For the approaches NDN, RENE, VCDN, and VCDNoCAM, the difference in the results is almost null.
In
Figure 27, we see that increasing the number of RSUs has a positive effect on the freshness of all the approaches. It increases the number of entering points of the coverage area, which increases the number of vehicles being in it when the data are generated. For GeoVCDN, increasing the number of RSUs means increasing the number of starting points for the propagation of the data in V2V, which explains that the curve increases quicker than the other approach For GeoVCDN, the more RSUs there are, the more vehicles are able to forward the data. This is why we have a logarithmic curve in
Figure 27. A comparison between the expected values and the observed ones is given in
Table 18.
Again, since almost half of the segments do not have any RSU, the analytic model gave a worse result than the simulation for GeoVCDN.
By increasing the data generation frequency, we decrease the hop limit and so the number of vehicles, which can be affected by the V2V communications (GeoVCDN). For VCDN, NDN, and VCDNoCAM, we observe, in
Figure 27, a slight loss, caused by the decrease in the number of vehicles entering the coverage between two generations. For RENE, whatever the frequency is, the number of vehicles inside the coverage is constant, so the freshness also remains constant.

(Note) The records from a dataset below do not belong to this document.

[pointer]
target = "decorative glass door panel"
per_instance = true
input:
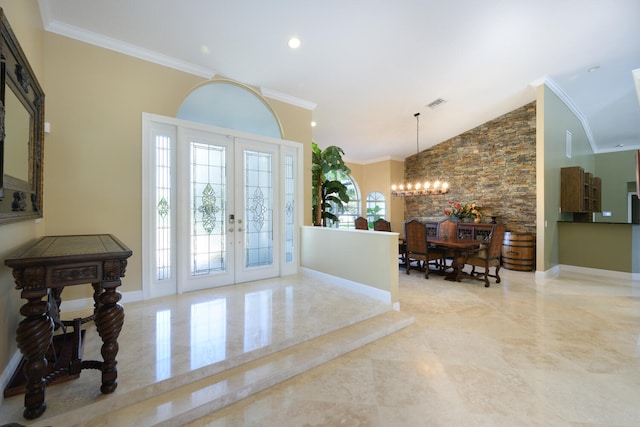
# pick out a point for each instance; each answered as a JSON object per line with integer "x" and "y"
{"x": 256, "y": 183}
{"x": 258, "y": 193}
{"x": 216, "y": 209}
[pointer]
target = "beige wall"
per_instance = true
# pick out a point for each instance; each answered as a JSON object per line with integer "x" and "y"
{"x": 24, "y": 19}
{"x": 365, "y": 257}
{"x": 558, "y": 118}
{"x": 379, "y": 176}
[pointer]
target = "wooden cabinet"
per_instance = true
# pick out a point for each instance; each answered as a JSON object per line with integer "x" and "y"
{"x": 580, "y": 193}
{"x": 471, "y": 230}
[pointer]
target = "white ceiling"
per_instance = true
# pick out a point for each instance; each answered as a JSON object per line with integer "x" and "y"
{"x": 367, "y": 66}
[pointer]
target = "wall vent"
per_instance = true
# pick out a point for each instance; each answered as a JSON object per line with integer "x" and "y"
{"x": 436, "y": 103}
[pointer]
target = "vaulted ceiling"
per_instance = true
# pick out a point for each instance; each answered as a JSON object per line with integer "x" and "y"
{"x": 366, "y": 67}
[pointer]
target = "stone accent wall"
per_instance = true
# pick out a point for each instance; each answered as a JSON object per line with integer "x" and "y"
{"x": 493, "y": 165}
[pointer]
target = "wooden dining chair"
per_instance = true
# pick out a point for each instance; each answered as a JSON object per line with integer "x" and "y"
{"x": 417, "y": 248}
{"x": 488, "y": 256}
{"x": 382, "y": 224}
{"x": 362, "y": 223}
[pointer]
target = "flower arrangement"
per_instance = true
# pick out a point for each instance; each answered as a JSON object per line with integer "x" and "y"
{"x": 458, "y": 210}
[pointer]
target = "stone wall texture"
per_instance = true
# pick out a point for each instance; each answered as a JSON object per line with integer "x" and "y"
{"x": 493, "y": 165}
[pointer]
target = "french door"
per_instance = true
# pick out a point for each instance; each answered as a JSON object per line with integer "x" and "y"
{"x": 221, "y": 207}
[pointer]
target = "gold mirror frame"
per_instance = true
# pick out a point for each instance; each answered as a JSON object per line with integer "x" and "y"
{"x": 20, "y": 196}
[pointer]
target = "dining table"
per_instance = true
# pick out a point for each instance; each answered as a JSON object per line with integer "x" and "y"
{"x": 461, "y": 248}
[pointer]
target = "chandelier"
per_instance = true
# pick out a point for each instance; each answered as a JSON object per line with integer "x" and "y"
{"x": 419, "y": 188}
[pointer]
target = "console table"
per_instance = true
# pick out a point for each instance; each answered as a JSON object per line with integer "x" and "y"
{"x": 43, "y": 270}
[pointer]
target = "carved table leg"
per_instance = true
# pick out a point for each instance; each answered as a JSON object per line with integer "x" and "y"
{"x": 34, "y": 335}
{"x": 109, "y": 321}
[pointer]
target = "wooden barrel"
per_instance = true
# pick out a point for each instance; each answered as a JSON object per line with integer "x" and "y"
{"x": 518, "y": 251}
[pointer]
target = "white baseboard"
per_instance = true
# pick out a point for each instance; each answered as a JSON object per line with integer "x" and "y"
{"x": 611, "y": 274}
{"x": 8, "y": 371}
{"x": 87, "y": 303}
{"x": 350, "y": 285}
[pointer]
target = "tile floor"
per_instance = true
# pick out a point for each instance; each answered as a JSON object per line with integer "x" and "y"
{"x": 564, "y": 352}
{"x": 559, "y": 352}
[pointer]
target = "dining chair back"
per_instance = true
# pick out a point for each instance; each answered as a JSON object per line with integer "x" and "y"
{"x": 362, "y": 223}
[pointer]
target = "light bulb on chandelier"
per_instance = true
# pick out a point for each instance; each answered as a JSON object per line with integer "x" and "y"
{"x": 419, "y": 189}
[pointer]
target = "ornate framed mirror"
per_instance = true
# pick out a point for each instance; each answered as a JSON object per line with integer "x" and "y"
{"x": 21, "y": 132}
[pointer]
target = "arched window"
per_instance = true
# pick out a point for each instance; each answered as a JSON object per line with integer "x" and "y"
{"x": 351, "y": 209}
{"x": 376, "y": 207}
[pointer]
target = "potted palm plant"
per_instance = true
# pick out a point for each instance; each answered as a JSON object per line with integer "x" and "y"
{"x": 329, "y": 195}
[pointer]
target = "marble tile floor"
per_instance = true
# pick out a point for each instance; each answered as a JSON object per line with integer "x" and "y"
{"x": 559, "y": 352}
{"x": 173, "y": 344}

Finally, the more often data are sent, the less time the vehicles have to forward them. That is why, as we can see in
Figure 28, the freshness decreases only with the GeoVCDN approach. For RENE, the frequency does not have any effect. For the others, the effect is almost null, there are fewer vehicles entering the coverage area before the expiration of the data and that is why we observe a slight loss. Despite this decrease in GeoVCDN, it outperforms all other approaches even with high data frequency updates thanks to the benefits of V2V communications.
5.1.4. Discussion
This analytic evaluation highlights the efficiency of our approaches. VCDNoCAM provides the same service as already existing ones (NDN and RENE) for freshness, but with a lower cost on the network overhead. The NDN method gives disastrous results in an environment where the data are numerous and often change; resulting in the need to send interests very often for all data to ensure to keep them updated. NDN has been thought to make the network traffic lighter without taking into account the link to the client. Yet in vehicles, the G5 channel has a reduced bandwidth, and we have to save it as much as possible. So, if want to guarantee the authenticity and integrity of every message, it quickly becomes cost ineffective. We saw that we managed to save this network overhead related to the security layer by grouping a set of data in one set of metadata, which is heavier, but makes it possible to reduce the number of security data to only one occurrence. We also added a sequence number mechanism, which avoids sending the data to someone who already has them. Despite these two mechanisms, still, the results are not satisfying (VCDN). The RENE method is more adapted to such an environment because the data are only pushed when it changes. However, as with NDN, the final link towards the client is not taken into account and every vehicle in the same RSU’s area is going to individually receive the information. By exploiting the existing technologies, we manage to widely reduce the cost of the data related to the ICN exchanges (VCDNoCAM), by integrating these exchanges in the standardized regularly broadcasted messages (CAMs). Thus, we use the CAM’s security layer. In addition, the data are sent to every vehicle in range with only one message. The results highlight the gain in network overhead with this method. Finally, we also use CAMs to send the data farther than only RSU’s range (GeoVCDN). This additional functionality improves the quality of service but has a cost on the network overhead. However, it stays lower than the existing ICN methods, and, as we saw, it is more scalable.